The State called Gypsy Willis to the stand next. Gypsy’s testimony is the testimony most trial watchers have been waiting for since this trial first started. Below are some highlights from her testimony. She will continue testifying on Tuesday.

  • Gypsy met MacNeill online in November 2005. They soon began having a sexual relationship and saw each other a few times a month.
  • Gypsy said MacNeill put her up in a duplex, gave her a debit card for expenses, and helped pay for her schooling as a nursing student.
  • For the first time, on the day of Michele’s funeral, MacNeill called Gypsy from his cell phone, which is something he’d never done before.
  • Gypsy said she attended Michele’s funeral. Phone records show that MacNeill and Gypsy texted each other during the funeral.
  • There were 30 text messages and 2 phone calls between Gypsy and MacNeill on the day of Michele’s death.
  • When Gypsy attended the funeral, she said she said to MacNeill, “I hope you’re alright. If there’s anything I can do for you, let me know.”
  • Gypsy says her affair with MacNeill was informal and discreet.
  • Macneill told Gypsy that there was a health fair going on the day of Michele’s death and that Ada found her mom in the bathtub.
  • Gypsy recalls going to the temple to meet Rachel. She said MacNeill wanted her to meet his family under the best possible terms. So she went to the temple to introduce herself to Rachel.
  • When Gypsy walked up to them, MacNeill asked her name. She said Jillian. Gypsy says MacNeill did not leave while she was talking to Rachel.
  • Gypsy admits that in prior interviews, she said that MacNeill “staged and directed the meeting.”
  • Gypsy says she doesn’t think MacNeill would have her come help him with the children if they strongly objected to her.

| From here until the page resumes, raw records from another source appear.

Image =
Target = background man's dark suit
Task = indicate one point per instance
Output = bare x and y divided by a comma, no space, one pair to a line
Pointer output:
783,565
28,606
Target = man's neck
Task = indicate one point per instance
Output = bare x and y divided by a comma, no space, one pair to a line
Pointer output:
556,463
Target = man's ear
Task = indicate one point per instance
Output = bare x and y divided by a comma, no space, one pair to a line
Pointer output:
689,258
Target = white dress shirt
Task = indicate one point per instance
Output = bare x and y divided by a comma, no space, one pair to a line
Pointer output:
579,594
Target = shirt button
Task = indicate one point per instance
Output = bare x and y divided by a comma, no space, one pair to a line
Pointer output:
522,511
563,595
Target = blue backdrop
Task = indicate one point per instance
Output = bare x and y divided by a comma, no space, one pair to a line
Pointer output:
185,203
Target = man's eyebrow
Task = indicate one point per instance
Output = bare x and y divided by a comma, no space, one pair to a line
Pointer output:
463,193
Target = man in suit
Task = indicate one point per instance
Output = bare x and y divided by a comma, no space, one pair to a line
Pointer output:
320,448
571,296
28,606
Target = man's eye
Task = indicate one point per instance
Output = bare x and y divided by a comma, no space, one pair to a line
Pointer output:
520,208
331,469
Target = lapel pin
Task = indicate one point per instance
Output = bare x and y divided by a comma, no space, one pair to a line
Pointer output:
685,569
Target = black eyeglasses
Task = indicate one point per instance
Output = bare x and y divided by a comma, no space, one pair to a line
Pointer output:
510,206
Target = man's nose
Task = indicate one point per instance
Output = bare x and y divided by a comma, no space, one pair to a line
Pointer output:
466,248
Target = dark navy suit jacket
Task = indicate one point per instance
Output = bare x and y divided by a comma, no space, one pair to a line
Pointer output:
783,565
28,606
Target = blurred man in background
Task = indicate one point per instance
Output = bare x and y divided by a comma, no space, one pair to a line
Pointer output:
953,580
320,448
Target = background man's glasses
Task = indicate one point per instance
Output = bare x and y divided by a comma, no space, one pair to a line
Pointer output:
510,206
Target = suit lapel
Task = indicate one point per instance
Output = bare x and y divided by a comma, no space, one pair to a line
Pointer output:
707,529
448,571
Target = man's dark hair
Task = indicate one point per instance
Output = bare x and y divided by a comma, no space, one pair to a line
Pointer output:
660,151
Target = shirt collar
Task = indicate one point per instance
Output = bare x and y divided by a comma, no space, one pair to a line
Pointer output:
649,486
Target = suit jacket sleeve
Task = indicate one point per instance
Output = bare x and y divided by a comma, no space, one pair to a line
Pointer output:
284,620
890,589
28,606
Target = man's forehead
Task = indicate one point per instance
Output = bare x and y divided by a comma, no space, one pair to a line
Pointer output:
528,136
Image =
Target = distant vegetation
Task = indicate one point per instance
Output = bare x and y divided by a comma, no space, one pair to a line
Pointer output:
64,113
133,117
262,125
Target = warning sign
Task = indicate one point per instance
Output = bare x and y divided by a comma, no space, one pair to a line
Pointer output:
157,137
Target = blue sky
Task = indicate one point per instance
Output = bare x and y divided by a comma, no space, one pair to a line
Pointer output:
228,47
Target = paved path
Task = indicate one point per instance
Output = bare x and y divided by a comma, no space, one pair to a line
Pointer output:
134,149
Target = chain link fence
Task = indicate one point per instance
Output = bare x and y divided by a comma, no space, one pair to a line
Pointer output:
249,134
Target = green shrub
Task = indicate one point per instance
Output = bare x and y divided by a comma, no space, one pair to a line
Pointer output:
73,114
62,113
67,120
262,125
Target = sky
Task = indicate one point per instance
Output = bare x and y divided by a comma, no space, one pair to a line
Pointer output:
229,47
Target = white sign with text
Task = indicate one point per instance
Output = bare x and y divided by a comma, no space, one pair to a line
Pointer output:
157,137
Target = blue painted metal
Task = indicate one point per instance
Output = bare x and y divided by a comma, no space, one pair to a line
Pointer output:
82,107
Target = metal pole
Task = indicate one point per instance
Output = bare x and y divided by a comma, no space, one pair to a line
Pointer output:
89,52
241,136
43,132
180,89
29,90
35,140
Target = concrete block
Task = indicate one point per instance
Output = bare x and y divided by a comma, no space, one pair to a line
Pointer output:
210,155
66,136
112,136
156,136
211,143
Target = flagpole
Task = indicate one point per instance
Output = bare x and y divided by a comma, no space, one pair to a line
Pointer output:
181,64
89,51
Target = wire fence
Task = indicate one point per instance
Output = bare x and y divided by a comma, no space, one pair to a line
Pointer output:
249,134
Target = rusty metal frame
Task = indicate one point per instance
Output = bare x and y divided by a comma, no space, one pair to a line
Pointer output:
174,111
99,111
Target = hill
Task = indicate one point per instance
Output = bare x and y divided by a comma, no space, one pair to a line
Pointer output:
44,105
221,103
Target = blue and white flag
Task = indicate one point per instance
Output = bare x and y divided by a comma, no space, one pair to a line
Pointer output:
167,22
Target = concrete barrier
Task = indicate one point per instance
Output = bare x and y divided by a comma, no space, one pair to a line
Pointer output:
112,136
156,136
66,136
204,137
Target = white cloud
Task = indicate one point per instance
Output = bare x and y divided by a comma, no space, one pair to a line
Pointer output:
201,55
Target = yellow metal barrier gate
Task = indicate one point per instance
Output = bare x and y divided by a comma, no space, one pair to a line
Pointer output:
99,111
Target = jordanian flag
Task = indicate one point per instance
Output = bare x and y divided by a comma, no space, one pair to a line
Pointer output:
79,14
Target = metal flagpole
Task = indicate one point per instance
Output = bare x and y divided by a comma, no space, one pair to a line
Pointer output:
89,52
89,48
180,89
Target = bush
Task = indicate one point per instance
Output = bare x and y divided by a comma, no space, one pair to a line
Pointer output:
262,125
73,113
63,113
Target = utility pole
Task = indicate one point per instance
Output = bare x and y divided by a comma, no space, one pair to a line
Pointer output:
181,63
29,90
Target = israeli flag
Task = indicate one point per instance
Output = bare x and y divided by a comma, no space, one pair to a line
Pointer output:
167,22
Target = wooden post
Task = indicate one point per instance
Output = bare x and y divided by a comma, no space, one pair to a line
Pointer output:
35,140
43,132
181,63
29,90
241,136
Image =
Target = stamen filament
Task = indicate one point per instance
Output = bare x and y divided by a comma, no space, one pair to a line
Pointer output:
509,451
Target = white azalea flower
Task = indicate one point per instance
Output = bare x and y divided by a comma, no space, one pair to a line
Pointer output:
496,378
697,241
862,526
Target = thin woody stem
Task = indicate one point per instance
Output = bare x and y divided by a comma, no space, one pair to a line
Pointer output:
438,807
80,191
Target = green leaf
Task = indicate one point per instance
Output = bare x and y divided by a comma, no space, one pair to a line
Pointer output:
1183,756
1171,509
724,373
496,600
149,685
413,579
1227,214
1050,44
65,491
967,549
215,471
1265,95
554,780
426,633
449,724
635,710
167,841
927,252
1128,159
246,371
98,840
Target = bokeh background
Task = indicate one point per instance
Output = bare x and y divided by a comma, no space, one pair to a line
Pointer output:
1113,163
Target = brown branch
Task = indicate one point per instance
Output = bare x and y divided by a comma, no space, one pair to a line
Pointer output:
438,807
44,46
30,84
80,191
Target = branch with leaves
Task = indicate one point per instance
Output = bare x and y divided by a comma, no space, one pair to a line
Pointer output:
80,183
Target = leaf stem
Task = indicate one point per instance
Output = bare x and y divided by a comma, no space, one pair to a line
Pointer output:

Gypsy’s testimony will continue Tuesday at 8:30 MT. You can watch the trial live HERE.

Background of the case:

Dr. Martin MacNeill is on trial for allegedly drugging and drowning his wife Michele, who was found dead in their bathtub. The first medical examiner ruled that her death was an accident due to heart problems. The second medical examiner changed the manner of death to “undetermined,” which led the way for the murder charges against MacNeill. Within weeks of Michele’s death, MacNeill moved his mistress, Gypsy Willis, into the family home. Gypsy took on the identity of Jillian MacNeill, although she and Martin never officially married. This is mostly a circumstantial case, with no direct evidence proving that Michele died as the result of a murder, or that MacNeill killed her.